What was implicit in the above statements but not noted in the claims cited for any patent before or since (including U.S. Pat. No. 4,997,056) is the need to form the pinna of the human ear into a more effective acoustic lens shape in order to enable the ear to naturally collect more radiated sounds. The use of the tissue of the ear for this purpose is inherently superior to the use of any other material, as will be noted by using one's hand cupped around one's ear, in a variety of positions and shapes, as a means of determining the optimum form for such a sound collector and concentrator. Given the characteristic shape of most human ears, a parabolic curve that forms an oblate lune or diangle portion of a sphere is likely to prove to be the most effective and comfortable shape for this novel acoustically reflective lens.

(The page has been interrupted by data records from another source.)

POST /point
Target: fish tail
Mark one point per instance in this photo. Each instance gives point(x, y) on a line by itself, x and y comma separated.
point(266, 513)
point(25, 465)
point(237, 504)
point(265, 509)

Subsequent patents of several devices designed to increase the perceived volume of sound sources, such as U.S. Pat. Nos. 5,345,512, 5,965,850, 6,082,486, and 6,237,714, all suggest the use of headband mountings to hold reflectors or lenses in place behind both ears of a user. U.S. Pat. No. 5,965,850 does call for using the headband's reflectors to position the user's pinna forward, but it does not use the reflector to induce an acoustic lens-shaped configuration in the positioning of the ear.
One other (apparently unpatented) product called “Serious Listeners” was briefly marketed in the mid-Nineties. This device used a pair of softly pliable, foldable leather reflectors to permit the user to use the product on one ear at a time; however, it did not provide lenticular accuracy to its reflections, nor did it permit the user to prop the pinna forward in optimum listening position.